In this paper, we showed how to design Domain Specific Languages for describing linguistic resources, by assembling elementary language bricks. We then presented how to concretely implement a meta-compiler which would take as input a library of language bricks together with a configuration file defining how to assemble a given DSL, and would produce automatically the corresponding compiler.

This meta-compilation from a DSL specification has been used for instance to produce a Prolog version of the XMG compiler. The resulting compiler was successfully used to (re)compile existing large scale tree grammars for French, English and German [6] (the generated resources are identical to the ones produced by the original XMG). The development of new syntactic resources was also initiated using XMG 2’s modular architecture (including works on São Tomense [20] and Arabic [2]).

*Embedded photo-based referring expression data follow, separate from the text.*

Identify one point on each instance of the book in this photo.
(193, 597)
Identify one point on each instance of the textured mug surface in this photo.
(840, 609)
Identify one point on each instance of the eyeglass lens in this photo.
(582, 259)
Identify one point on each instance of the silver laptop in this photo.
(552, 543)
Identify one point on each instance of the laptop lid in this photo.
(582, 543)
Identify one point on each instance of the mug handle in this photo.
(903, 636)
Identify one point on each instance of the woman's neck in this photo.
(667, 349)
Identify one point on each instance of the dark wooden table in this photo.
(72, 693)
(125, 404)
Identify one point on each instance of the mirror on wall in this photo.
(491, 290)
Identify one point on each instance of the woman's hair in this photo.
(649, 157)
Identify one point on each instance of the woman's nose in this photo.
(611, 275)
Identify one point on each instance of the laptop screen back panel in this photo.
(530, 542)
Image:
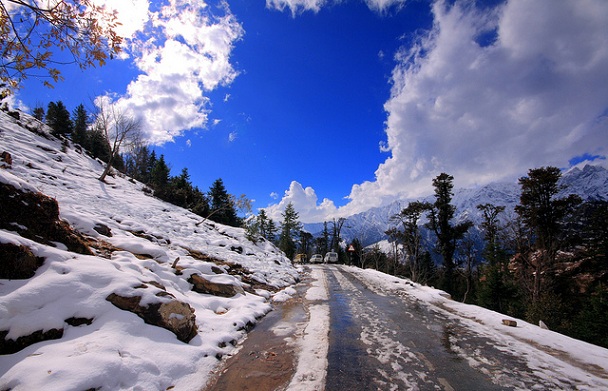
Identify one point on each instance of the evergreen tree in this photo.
(159, 177)
(222, 205)
(448, 235)
(542, 215)
(38, 113)
(290, 227)
(99, 147)
(494, 291)
(58, 119)
(268, 228)
(81, 123)
(412, 239)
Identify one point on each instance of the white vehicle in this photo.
(317, 258)
(331, 257)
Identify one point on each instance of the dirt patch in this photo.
(267, 359)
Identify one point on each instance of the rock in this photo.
(508, 322)
(36, 216)
(18, 262)
(9, 346)
(6, 158)
(174, 315)
(202, 285)
(103, 229)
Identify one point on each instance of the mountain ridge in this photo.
(589, 182)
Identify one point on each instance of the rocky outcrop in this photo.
(172, 315)
(10, 346)
(36, 216)
(203, 285)
(17, 262)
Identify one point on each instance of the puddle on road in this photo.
(266, 359)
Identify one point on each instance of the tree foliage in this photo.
(440, 217)
(34, 35)
(290, 228)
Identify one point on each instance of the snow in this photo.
(314, 345)
(118, 351)
(554, 357)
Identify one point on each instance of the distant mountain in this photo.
(590, 183)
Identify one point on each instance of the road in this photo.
(381, 340)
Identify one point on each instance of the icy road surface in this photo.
(369, 331)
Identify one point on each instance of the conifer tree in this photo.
(448, 235)
(81, 124)
(412, 238)
(222, 209)
(543, 216)
(58, 118)
(290, 227)
(159, 177)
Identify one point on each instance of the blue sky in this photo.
(339, 106)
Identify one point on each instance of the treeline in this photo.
(142, 164)
(548, 262)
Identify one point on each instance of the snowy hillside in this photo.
(146, 254)
(590, 183)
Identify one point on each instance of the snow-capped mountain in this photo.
(590, 183)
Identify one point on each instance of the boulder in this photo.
(202, 285)
(173, 315)
(510, 323)
(36, 216)
(9, 346)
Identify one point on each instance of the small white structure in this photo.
(331, 257)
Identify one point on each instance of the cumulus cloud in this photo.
(383, 6)
(299, 6)
(296, 6)
(182, 50)
(488, 94)
(305, 203)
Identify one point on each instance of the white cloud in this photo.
(305, 203)
(296, 6)
(133, 15)
(484, 109)
(183, 51)
(299, 6)
(486, 95)
(383, 6)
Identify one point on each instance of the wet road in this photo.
(381, 342)
(382, 338)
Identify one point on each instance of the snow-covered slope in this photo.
(590, 183)
(118, 351)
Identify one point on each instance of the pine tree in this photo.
(58, 119)
(290, 227)
(494, 291)
(543, 215)
(159, 177)
(81, 123)
(267, 227)
(448, 235)
(38, 113)
(222, 205)
(99, 147)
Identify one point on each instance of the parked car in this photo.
(331, 257)
(317, 258)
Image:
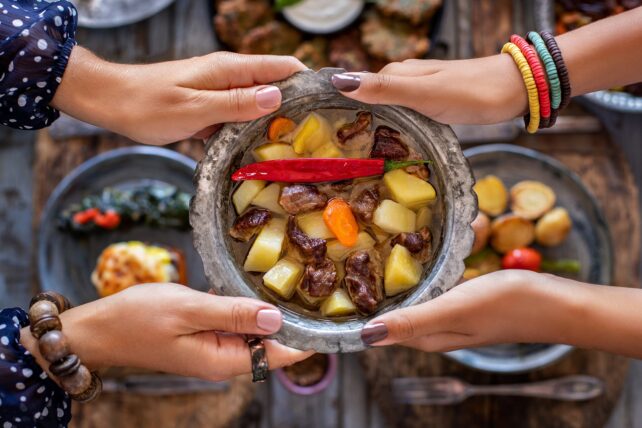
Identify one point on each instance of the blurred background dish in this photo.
(66, 260)
(589, 242)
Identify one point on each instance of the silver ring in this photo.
(258, 356)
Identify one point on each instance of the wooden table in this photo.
(184, 30)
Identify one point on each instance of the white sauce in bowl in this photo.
(323, 16)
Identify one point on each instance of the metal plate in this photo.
(116, 13)
(589, 242)
(65, 261)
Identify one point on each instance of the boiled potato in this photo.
(553, 228)
(245, 193)
(424, 217)
(311, 134)
(267, 247)
(410, 191)
(531, 199)
(327, 150)
(511, 231)
(338, 252)
(491, 195)
(401, 272)
(268, 198)
(312, 224)
(339, 304)
(274, 151)
(283, 277)
(394, 218)
(481, 227)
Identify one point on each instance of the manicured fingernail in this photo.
(346, 82)
(374, 333)
(269, 320)
(268, 97)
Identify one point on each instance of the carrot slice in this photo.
(279, 127)
(340, 220)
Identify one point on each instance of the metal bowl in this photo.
(543, 17)
(211, 212)
(589, 242)
(65, 261)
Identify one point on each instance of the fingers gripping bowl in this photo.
(212, 212)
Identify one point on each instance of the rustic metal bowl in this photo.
(212, 213)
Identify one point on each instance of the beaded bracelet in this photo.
(81, 384)
(529, 82)
(540, 80)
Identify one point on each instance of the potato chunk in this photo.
(312, 224)
(311, 134)
(274, 151)
(410, 191)
(267, 247)
(245, 193)
(268, 198)
(491, 195)
(553, 228)
(338, 252)
(339, 304)
(283, 277)
(402, 271)
(394, 218)
(531, 199)
(511, 231)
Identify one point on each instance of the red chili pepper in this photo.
(109, 220)
(84, 217)
(314, 170)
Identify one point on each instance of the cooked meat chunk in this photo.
(273, 38)
(248, 224)
(347, 52)
(302, 198)
(364, 280)
(419, 243)
(415, 11)
(364, 203)
(388, 144)
(393, 39)
(320, 279)
(234, 18)
(310, 250)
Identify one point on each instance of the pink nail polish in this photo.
(269, 320)
(268, 98)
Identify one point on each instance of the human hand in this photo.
(166, 102)
(502, 307)
(171, 328)
(472, 91)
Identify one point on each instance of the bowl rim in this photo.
(302, 332)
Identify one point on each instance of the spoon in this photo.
(449, 390)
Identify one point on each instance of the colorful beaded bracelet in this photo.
(539, 77)
(529, 82)
(45, 325)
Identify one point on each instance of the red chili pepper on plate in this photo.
(315, 170)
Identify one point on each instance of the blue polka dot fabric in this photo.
(28, 398)
(36, 38)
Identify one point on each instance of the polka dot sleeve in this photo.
(28, 397)
(36, 38)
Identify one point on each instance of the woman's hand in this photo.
(502, 307)
(171, 328)
(166, 102)
(473, 91)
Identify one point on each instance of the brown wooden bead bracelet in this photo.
(44, 310)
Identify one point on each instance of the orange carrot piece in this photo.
(279, 127)
(340, 220)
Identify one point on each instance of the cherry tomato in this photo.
(522, 258)
(84, 217)
(109, 220)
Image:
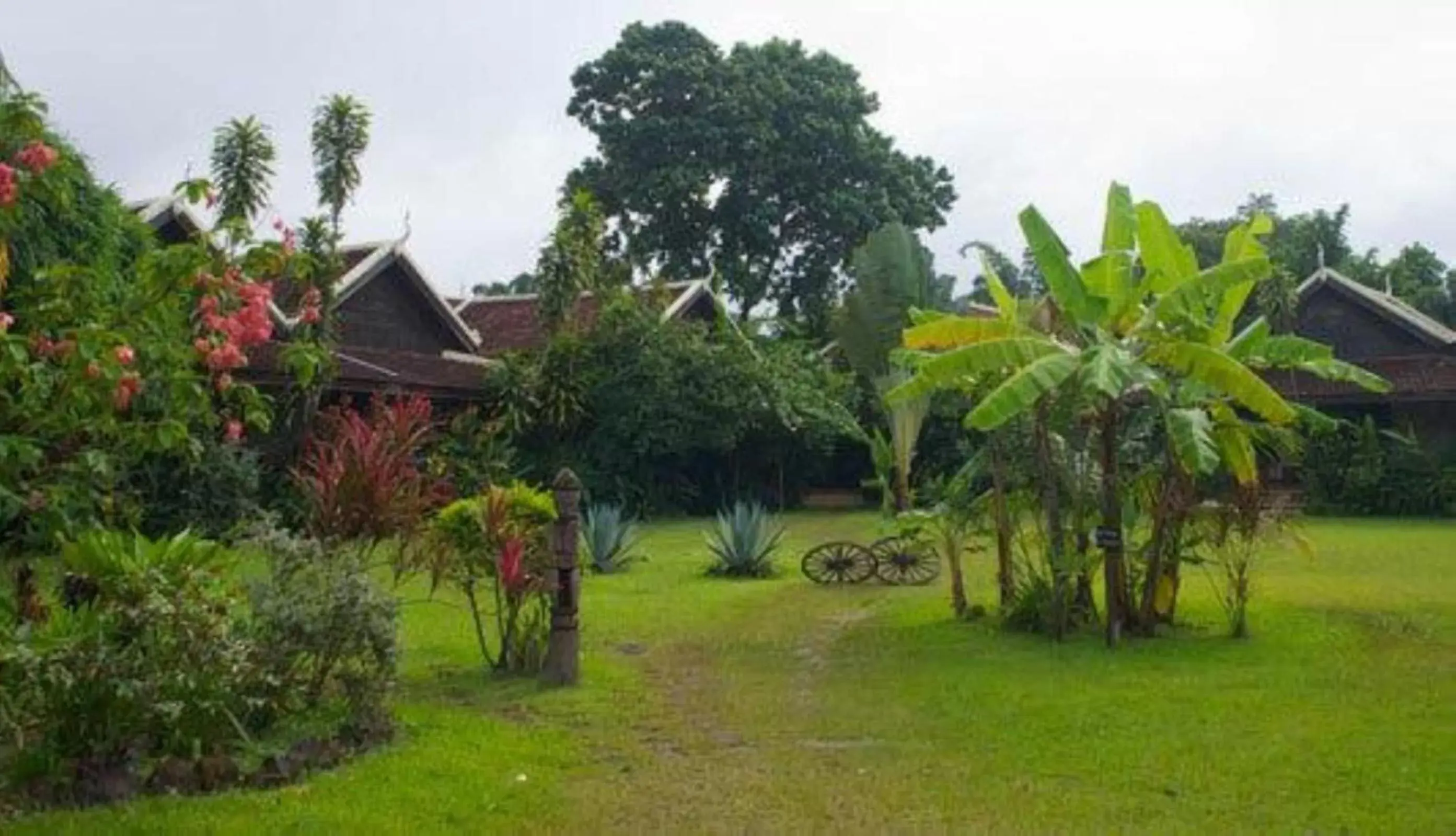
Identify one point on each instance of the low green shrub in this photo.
(156, 662)
(210, 494)
(494, 549)
(155, 655)
(743, 541)
(609, 538)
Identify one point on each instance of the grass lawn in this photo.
(778, 707)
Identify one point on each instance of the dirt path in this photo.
(731, 731)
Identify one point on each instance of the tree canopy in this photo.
(758, 166)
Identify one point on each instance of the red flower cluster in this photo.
(37, 156)
(235, 314)
(234, 431)
(513, 566)
(8, 187)
(127, 388)
(312, 314)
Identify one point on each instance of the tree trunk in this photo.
(479, 628)
(902, 488)
(1005, 580)
(1165, 522)
(1051, 506)
(1114, 570)
(953, 557)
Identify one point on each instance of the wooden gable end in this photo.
(391, 312)
(1353, 328)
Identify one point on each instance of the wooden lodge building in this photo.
(398, 334)
(1388, 337)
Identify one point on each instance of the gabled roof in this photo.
(360, 369)
(512, 324)
(1385, 306)
(160, 210)
(366, 261)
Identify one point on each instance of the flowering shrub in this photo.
(111, 350)
(500, 536)
(156, 662)
(362, 475)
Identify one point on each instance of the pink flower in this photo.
(127, 388)
(8, 188)
(37, 156)
(513, 567)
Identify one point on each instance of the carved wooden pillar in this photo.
(564, 647)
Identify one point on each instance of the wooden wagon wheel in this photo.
(905, 561)
(839, 563)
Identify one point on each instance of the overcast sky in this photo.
(1192, 104)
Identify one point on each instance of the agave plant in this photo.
(609, 538)
(745, 540)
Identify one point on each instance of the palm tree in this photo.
(242, 165)
(1126, 328)
(340, 138)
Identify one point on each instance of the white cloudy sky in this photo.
(1194, 104)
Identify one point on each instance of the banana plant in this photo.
(1138, 325)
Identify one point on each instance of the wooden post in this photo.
(564, 647)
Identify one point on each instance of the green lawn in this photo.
(778, 707)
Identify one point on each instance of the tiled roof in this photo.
(512, 324)
(1412, 376)
(382, 370)
(1385, 305)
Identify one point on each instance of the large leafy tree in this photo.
(758, 166)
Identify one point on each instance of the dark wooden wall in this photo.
(391, 312)
(1351, 329)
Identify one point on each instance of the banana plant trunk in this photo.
(1005, 580)
(1166, 522)
(1051, 506)
(1114, 567)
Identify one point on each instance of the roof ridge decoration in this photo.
(1388, 306)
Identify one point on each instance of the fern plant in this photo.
(743, 541)
(609, 538)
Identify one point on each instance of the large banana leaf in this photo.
(970, 362)
(1005, 302)
(1212, 283)
(1108, 369)
(1218, 370)
(1023, 391)
(1166, 258)
(1192, 436)
(1343, 372)
(1238, 452)
(1120, 227)
(956, 331)
(1242, 242)
(1110, 276)
(1064, 280)
(1250, 340)
(1244, 239)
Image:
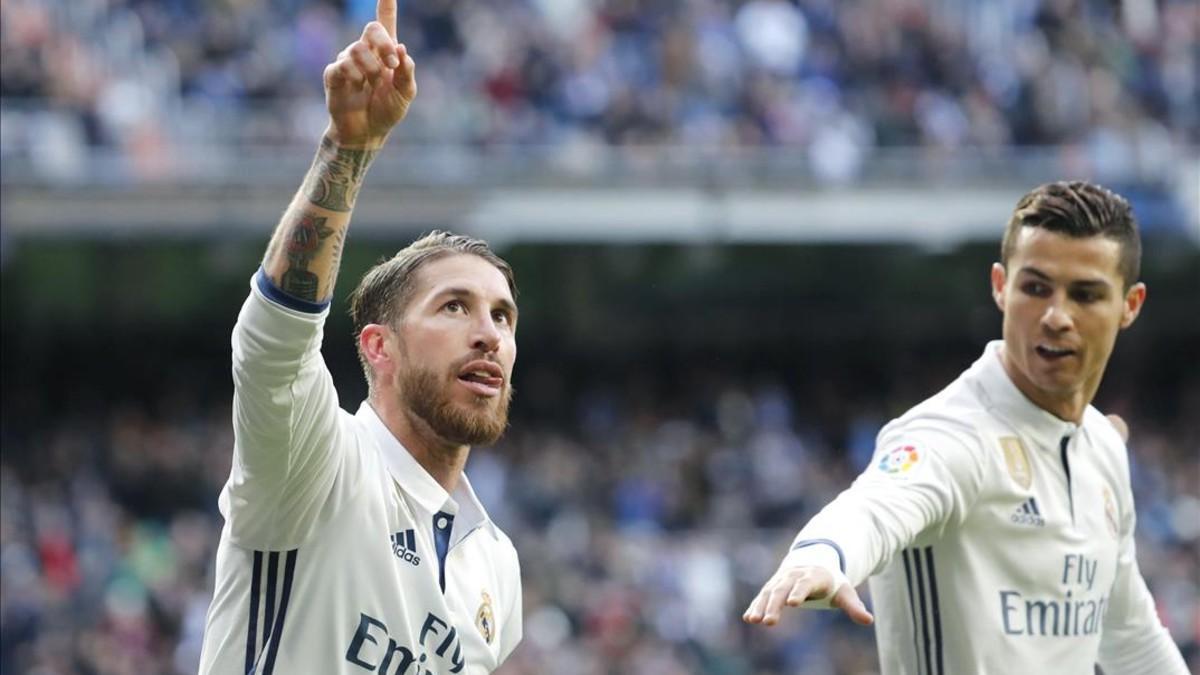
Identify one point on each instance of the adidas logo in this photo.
(1029, 514)
(403, 544)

XMG 2’s extensibility made it possible to create new language bricks, and thus new compilers. These were used for various description tasks, including the development of morphological resources (lexicon of inflected forms) for Ikota [7], the definition of new syntax-semantics and morpho-semantics interfaces (see e.g. [15]). This work paved the way for new uses of description languages. Future work includes extending the library of language bricks (and corresponding solvers) to support these new uses.

Several paths remains to be explored in the context of this work, both on the theoretical and on the practical side. First, the expressive power of certain types of DSL needs to be further studied. As an example, we saw that DSLs are used to describe tree-based grammars in the TAG formalism. In our case, formulas of a dominance-based tree description logic are used and solved using Constraint Satisfaction techniques. Alternatively formulas of a monadic second order (MSO) logic could be considered and solved using automaton-based techniques. More generally, the link between the input metagrammatical description language (DSL) and the target grammar formalism requires more attention. Interesting questions include the definition of the class of grammar formalisms (resp. of formal languages) which can be captured by XMG-like metagrammatical descriptions.

Second, on the practical side this approach to linguistic resource production made the relation between software engineering and linguistic resource design clearer. Designing precision resource is very close to designing software (one has to deal with relatively complex formal statements and expressions) and should thus benefit from the same kind of integrated development environments. Future work on metagrammar meta-compilation must take this analogy into account by providing user with facilities such as debuggers, regression tests, etc.